Bases: tlc.schemas._primitive_schemas.StringSchema

Schema for URL strings.

The stored value is a plain string, but the URL role enables automatic path aliasing and relativization, and signals to the Dashboard that the value refers to an external file.

Parameters:
  • display_name – Column display name in the Dashboard. Also used as column key in tuple shorthand.

  • description – Column description.

  • writable – Whether the column is editable in the Dashboard.

  • default_visible – Whether the column is visible by default.

  • default_value – Default value for new rows.

  • sample_type – Override the sample type. None means identity (no transform), "hidden" hides from sample view.

  • bulk_data_location – URL or path prefix where bulk data files are stored for this column. When set, the TableWriter externalizes column data to files under this location.

class VideoUrlSchema(
*,
display_name: str = '',
description: str = '',
writable: bool = True,
default_visible: bool = True,
default_value: Any = None,
metadata: dict[str, Any] | None = None,
number_role_u: str | None = None,
number_role_v: str | None = None,
)

Bases: tlc.schemas._schema.Schema

Schema for video URL references.

Stores URL strings pointing to existing video files.

Parameters:
  • display_name – Column display name in the Dashboard.

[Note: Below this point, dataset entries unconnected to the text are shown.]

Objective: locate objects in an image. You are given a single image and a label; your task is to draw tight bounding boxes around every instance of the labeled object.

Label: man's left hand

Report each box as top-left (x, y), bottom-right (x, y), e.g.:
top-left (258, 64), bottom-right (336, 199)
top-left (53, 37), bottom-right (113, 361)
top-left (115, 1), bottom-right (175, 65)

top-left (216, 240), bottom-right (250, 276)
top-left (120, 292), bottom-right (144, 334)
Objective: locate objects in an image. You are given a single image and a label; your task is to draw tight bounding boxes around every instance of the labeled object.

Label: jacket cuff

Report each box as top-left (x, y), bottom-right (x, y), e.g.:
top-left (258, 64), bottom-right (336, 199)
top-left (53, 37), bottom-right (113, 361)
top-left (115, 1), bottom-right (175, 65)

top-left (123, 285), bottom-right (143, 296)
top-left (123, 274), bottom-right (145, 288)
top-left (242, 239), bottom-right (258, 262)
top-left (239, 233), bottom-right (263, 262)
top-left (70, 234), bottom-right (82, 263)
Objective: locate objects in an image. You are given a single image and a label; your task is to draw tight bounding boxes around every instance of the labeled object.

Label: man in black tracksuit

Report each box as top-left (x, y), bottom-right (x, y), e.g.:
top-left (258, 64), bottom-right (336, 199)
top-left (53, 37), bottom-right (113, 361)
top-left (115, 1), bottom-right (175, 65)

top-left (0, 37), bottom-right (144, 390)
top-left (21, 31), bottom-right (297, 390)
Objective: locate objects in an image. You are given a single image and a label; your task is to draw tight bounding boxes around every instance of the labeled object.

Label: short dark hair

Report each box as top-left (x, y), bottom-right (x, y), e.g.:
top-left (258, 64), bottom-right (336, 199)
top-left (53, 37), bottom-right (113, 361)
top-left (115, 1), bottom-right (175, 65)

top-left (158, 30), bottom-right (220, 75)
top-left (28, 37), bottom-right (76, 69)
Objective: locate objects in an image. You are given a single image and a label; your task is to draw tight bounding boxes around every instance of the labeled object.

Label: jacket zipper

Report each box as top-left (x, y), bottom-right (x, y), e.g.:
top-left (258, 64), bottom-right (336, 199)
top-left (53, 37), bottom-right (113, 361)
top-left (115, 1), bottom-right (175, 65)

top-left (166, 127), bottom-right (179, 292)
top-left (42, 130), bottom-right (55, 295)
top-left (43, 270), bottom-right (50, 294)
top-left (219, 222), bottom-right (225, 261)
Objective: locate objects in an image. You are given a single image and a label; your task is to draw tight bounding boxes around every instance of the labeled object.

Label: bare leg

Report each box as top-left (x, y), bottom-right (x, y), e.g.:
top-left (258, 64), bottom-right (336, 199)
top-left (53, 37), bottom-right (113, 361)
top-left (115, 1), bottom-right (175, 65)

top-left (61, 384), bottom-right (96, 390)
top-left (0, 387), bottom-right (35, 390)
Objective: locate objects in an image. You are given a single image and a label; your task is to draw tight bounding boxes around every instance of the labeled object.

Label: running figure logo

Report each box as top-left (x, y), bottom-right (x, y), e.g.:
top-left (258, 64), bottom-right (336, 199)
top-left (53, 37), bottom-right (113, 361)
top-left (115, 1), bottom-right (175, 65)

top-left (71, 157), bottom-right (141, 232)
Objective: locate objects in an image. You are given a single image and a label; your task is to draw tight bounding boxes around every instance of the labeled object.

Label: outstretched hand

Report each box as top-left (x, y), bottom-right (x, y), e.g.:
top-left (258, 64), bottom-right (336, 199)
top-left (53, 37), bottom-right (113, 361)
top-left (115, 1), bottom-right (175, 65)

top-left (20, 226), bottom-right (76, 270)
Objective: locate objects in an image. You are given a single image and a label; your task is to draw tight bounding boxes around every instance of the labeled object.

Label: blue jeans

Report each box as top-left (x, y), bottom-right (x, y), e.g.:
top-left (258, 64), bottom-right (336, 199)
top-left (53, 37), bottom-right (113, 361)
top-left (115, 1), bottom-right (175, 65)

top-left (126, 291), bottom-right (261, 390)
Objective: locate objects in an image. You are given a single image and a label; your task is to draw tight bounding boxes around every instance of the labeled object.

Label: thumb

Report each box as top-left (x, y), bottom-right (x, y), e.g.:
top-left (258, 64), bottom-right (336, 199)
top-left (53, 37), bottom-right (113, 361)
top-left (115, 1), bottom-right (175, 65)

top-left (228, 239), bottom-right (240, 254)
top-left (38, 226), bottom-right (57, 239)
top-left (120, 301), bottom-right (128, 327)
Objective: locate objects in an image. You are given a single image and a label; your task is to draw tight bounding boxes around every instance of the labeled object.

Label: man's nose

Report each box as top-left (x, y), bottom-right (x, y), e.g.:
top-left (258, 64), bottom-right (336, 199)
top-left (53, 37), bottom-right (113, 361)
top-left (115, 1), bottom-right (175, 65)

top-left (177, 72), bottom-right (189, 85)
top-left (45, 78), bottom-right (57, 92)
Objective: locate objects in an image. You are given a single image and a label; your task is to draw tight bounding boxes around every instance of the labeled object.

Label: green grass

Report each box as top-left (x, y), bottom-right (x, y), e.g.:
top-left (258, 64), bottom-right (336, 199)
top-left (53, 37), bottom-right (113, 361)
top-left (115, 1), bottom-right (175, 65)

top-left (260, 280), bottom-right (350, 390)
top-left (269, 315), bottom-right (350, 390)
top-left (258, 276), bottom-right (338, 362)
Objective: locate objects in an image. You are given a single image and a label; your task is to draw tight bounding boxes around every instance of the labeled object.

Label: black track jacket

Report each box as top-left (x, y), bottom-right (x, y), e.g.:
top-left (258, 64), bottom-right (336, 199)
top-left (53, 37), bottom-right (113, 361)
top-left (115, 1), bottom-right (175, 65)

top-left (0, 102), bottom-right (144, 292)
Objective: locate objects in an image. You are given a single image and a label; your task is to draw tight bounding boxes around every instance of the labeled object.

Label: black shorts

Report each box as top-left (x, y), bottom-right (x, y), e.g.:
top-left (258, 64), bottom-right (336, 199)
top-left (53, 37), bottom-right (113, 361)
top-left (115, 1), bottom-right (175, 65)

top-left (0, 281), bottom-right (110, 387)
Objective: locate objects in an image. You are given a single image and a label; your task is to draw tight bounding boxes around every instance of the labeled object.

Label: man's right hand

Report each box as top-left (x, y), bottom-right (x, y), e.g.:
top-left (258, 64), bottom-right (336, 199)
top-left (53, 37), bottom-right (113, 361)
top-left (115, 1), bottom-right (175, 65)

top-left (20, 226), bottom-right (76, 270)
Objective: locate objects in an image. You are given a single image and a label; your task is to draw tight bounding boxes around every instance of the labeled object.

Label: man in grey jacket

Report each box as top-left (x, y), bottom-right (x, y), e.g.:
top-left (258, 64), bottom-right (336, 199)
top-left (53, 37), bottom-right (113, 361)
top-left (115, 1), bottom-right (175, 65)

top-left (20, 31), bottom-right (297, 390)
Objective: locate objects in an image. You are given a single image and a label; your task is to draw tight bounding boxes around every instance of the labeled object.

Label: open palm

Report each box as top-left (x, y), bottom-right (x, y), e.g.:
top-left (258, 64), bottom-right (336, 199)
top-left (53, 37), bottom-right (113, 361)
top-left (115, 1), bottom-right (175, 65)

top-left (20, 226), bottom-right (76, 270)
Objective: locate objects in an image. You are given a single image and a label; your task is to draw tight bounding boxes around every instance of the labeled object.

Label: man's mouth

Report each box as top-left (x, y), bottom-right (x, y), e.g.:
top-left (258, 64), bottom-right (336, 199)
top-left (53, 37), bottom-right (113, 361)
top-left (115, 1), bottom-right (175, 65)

  • description – Column description.

  • writable – Whether the column is editable in the Dashboard.

  • default_visible – Whether the column is visible by default.

  • default_value – Default value for new rows.

  • metadata – Arbitrary key-value metadata attached to this schema element.

  • number_role_u – Tag for the horizontal (U) axis. Image columns that share the same number_role_u/number_role_v pair get linked cursor and zoom in the Dashboard, so panning or zooming one image moves the others in lockstep.

  • number_role_v – Tag for the vertical (V) axis. See number_role_u.